Андрей Григорьич засмеялся. А Гришка Воротилин крикнул: «Патефон это! У бабушки моей на чердаке такой. Весь пылищей зарос! Я начал крутить, да пружину сорвал!..» — «Что ж ты, Воротилин, — упрекнул Андрей Григорьич. — С патефоном осторожно надо. Как-никак дедушка…»
Андрей Григорьич достал из картонной коробки пластинку, обдул, обтер, поставил на диск. «Вот какие песни мы пели перед войной… Мальчишками… Как вы сейчас…» И повернул звукосниматель.
Щелчки. Шип. И чуть раскачивающийся, хриплый, срывающийся через равные промежутки голос… «Жили два друга в нашем полку, пой песню, пой…» «Леонид Утесов!» — сказал Андрей Григорьич с таким чувством, словно Утесов этот, по меньшей мере, непобедимый вратарь сборной страны. А мужской голос с глубокими придыханиями, с отчетливой грустью и строгой страстью пел: «Однажды их вызвал к себе командир, пой песню, пой, на запад поедет один из вас, на дальний восток другой…»

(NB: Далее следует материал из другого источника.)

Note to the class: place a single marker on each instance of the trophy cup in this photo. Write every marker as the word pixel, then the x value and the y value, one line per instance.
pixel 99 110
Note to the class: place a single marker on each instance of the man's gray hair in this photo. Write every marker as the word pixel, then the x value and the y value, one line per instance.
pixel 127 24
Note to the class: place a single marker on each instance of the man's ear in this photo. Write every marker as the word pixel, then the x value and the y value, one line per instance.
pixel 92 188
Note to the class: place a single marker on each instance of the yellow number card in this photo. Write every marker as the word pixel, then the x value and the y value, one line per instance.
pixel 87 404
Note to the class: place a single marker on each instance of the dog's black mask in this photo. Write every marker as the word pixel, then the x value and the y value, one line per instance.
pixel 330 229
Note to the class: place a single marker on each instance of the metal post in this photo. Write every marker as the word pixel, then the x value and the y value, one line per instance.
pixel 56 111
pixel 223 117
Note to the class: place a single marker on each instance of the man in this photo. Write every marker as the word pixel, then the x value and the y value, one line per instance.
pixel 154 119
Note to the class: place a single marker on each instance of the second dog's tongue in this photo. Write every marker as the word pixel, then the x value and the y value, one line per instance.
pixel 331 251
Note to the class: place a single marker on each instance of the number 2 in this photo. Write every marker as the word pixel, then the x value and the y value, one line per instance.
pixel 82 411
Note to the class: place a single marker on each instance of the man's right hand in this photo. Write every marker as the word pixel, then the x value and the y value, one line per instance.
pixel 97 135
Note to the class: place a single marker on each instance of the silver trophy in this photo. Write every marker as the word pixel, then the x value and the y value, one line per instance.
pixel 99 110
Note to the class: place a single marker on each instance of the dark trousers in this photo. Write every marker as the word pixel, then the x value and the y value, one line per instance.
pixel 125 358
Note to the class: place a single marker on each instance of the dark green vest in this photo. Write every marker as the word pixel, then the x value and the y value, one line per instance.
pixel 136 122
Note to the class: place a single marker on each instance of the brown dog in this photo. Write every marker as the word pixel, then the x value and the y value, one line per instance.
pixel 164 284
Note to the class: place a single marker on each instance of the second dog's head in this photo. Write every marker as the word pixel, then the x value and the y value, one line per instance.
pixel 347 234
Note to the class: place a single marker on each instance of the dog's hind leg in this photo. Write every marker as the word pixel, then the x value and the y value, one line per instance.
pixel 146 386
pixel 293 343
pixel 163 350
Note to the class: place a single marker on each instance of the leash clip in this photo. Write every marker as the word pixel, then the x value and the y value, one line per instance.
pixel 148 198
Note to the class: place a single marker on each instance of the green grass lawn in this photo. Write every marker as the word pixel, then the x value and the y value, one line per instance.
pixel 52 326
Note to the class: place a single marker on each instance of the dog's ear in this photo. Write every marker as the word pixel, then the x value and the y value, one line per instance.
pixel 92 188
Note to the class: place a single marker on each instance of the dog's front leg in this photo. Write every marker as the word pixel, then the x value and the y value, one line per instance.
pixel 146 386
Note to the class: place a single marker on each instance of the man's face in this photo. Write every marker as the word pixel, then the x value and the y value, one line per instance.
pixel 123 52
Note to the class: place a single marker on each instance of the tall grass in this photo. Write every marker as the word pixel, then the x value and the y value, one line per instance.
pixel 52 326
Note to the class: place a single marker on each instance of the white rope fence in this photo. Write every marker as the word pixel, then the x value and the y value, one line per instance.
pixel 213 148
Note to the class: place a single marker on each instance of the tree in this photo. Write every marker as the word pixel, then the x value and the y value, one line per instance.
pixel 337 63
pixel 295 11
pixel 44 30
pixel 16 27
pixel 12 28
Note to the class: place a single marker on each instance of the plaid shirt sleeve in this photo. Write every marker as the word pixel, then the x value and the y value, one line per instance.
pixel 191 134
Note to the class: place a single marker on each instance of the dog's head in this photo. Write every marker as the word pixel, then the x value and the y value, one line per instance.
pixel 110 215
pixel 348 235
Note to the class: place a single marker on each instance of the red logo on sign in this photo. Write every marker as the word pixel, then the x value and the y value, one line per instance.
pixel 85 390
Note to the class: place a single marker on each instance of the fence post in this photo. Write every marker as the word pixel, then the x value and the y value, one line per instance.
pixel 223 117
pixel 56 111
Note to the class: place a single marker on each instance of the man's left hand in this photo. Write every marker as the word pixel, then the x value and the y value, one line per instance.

«Дан приказ ему на запад, ей в другую сторону», — начиналась следующая песня. Андрей Григорьич сидел за столом, подперев кулаком щеку, и глядел в окно. Казалось, он и забыл, что сидит в классе.
Нельзя сказать, что песни эти совсем незнакомы Ивану. Их, бывает, по радио поют. Но совсем иное дело, когда на столе шипит старый патефон и крутится, покачиваясь, заигранная пластинка: «Уходили комсомольцы на гражданскую войну!..»
Иван спел эти слова вслух и, от плеча размахнувшись, разом расколол пополам кряжистое полено. И пошел, и пошел! Только треск кругом!
…А последняя песня была такая: «Расцветали яблони и груши…» Удивился Иван — не думал, что она старинная. Дома ее всегда затягивают в застолье. И вот женщина-певица начала озорным голосом эту заводную песню, а дверь заскрипела, приоткрылась, и, прислонясь к косяку, у двери стала математичка Клавдия Ивановна. Потом тетя Ганя к ней подошла, рядом стала тихо. Потом еще учителя… Так до конца песни и простояли у двери, никто тишины не нарушил. Только молодой Криволапов, химик, навис над всеми сверху, как подъемный кран, покрутил головой, прислушался и пошел прочь со скучающим видом: «А я-то думал…»
Когда пластинка кончилась, была такая тихая секунда, что Иван снова услыхал со двора тот звук: шурх-шурх… Все встали со своих мест, и он первым делом глянул в окно: на солнечной стороне двора сторож дядя Гурий точил у верстака топор. Два наточенных стояли уже у стены. И наблюдая равномерные движения дяди Гурия, Иван как-то впервые о с о з н а л, хотя з н а л давно: дядя Гурий не мог слышать песен.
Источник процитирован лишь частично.